I started commenting on a Pro-Hillary piece, Bernie Mania Is Actually a Form of Deep Despair, but I turned it into a diary. I actually thought the author, Seth, was for Bernie until the end, it was so thoughtful and civil. That is how we should be behaving towards each other.
That headline describes exactly why I am a Bernie supporter. ABSOLUTELY I have experienced a form of despair — particularly since the Republicans/Supreme Court stole the election in 2000. I have felt like there is NOTHING at all I could do to change the appalling corporatist, warlike course of our country. In 2002, 15 million of us worldwide marched in the streets, beseeching our leaders to stop the march to illegal, stupid war. They spat in our face — called us a “focus group.” What happened to the anti-war movement? It went away, just like they wanted. That type of disrespect breeds despair. The behavioral scientists call it “learned helplessness”. An animal in the lab that can’t control anything — that gets shocked in its cage, and can do nothing to stop it vs. an animal that can stop the shock through some action — becomes listless, uninterested in life, won’t even try. It brought me to this website back then (H/T, Markos) where at least I could hear others lamenting the ghastly state of affairs. With Bernie, we have a chance to raise our voice!

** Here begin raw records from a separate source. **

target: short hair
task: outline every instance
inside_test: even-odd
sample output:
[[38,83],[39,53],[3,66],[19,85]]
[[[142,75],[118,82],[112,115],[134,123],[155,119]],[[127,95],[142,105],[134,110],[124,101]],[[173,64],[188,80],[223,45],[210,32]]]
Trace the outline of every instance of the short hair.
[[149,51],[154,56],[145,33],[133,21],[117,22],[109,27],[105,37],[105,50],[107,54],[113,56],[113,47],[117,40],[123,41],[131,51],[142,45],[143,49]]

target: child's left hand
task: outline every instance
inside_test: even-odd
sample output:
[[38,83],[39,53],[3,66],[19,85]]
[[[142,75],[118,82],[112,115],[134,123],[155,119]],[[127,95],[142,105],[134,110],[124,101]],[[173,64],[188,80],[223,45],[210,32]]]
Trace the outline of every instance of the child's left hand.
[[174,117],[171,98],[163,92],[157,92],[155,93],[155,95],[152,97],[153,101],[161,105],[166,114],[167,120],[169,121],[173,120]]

It seems to me that in 1972 the diarist above experienced the joy and satisfaction of communal action by like-minded people, campaigning for McGovern. But Nixon won, and he perceived that he and his colleagues “failed”. His optimism and hopefulness for change were killed by the establishment (yes, that’s what the establishment does, and they are very good at it), and they went away. He gave up on thinking we could really change the world, gave up believing in democracy. Indeed, we have nothing resembling a democracy now — see the Princeton study. The establishment wants us to go away, desperately. But I still believe in what the founders of our country did — the concept of self-rule.

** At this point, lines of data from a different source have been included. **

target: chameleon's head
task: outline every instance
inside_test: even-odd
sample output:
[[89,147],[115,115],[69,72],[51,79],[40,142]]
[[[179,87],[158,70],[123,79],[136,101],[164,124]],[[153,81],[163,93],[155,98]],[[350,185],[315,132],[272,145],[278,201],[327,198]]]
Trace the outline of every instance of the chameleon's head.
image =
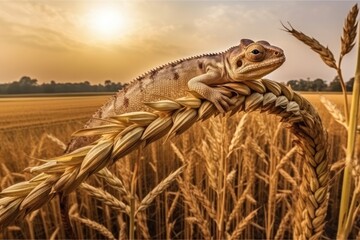
[[226,71],[233,81],[259,79],[285,62],[283,50],[266,41],[242,39],[225,55]]

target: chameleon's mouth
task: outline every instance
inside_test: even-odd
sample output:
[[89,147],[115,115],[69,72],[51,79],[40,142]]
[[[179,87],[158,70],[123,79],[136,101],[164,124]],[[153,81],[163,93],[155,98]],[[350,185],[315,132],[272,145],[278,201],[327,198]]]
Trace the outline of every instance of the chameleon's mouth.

That’s one reason I moved to Vermont in 2000 — I wanted to live among the type of citizens who would vote into office people like Bernie Sanders, Patrick Leahy, and Jim Jeffords (Republican who switched parties to try to avert Cheney’s War.) I have not been disappointed. I feel like I do live in a state that is a democracy. And I feel a great joy and honor every time I go to the voting booth to vote for Bernie. Because he is really one of us, socially and financially. (In Burlington, I have randomly chatted with him in line getting coffee, and sat at the next table in an Indian restaurant.) He fights hard for the right things, he’s good at it, he doesn’t give up, and he doesn’t take bribes, so I believe him. Bernie has no skeletons in his closet beyond a honeymoon in Moscow and a raunchy essay he wrote in college. Bernie is a hero of mine. He has inspired me several times this winter to leave my 3-year-old at home, drive 2 hours to New Hampshire, and knock on doors for him. Let yourself be inspired! Let’s be brave like Bernie.

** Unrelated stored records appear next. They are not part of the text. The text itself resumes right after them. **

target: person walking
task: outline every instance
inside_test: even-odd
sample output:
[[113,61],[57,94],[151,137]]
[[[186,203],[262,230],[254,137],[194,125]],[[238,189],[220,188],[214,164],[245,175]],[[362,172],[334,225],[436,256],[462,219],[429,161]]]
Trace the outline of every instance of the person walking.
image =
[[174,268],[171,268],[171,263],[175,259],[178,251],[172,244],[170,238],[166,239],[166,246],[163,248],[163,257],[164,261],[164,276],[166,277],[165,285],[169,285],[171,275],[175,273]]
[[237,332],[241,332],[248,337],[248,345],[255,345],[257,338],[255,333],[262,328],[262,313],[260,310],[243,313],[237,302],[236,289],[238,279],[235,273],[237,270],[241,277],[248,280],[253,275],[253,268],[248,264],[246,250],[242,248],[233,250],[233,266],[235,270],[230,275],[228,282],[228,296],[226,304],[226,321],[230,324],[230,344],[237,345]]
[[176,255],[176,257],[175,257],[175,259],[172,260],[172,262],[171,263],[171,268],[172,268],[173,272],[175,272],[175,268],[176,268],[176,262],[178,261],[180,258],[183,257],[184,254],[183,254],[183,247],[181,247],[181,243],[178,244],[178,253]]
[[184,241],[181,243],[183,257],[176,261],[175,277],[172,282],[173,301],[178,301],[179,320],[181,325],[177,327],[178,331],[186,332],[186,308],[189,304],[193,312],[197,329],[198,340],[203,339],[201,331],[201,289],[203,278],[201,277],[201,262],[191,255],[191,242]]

Hillary’s fine as far as it goes — she knows how to play the money game, and she has used her wealth and influence to change the world in a net positive way. But she works within the confines of the oligarchy. She sees nothing wrong with personally collecting millions from the richest, most powerful people on the planet, and then claiming that she will work against them when she is elected. I don’t believe her when she says she will be tough on Wall Street criminals. One of the worst capos, Lloyd Blankfein of Goldman Sachs, is a close friend of Hillary and Bill, and he is scared to death of us and Bernie Sanders. The Masters of the Universe who are the "house" in Wall Street's rigged casino are drooling over another Clinton presidency. They have already paid for her services, and they are not worried in the least about her rhetoric fed to the rabble on the campaign trail: "They dismiss it quickly as political maneuvers. None of them think she really means her populism.” Her friends should know better than any of us, but I don't think she really means her populism, either. I don’t believe for a second that she will fight TPP after she’s elected. She has liked everything about it — until she ran into Bernie.
That’s my beef with Hillary — she is not credible, and her mind is closed to the possibility of the extreme change we need in order to convert our oligarchy into something more like a democracy. Nothing illustrates this more than the pro-Hillary argument that Bernie won’t be able to get anything through Congress. That worldview says: Not only have we no hope to change our corporatist, oligarchic course, but we don't even believe we can change the composition of the Congress! That’s a bunch of bunk — talk about learned helplessness!
My fervent wish is for as many people as possible to experience the joy of voting for someone who We the People can believe in with all our hearts and minds. Right now it’s just me with 71% of Vermonters and a few exuberant Iowans. Join us! It is an incredible feeling — the opposite of despair.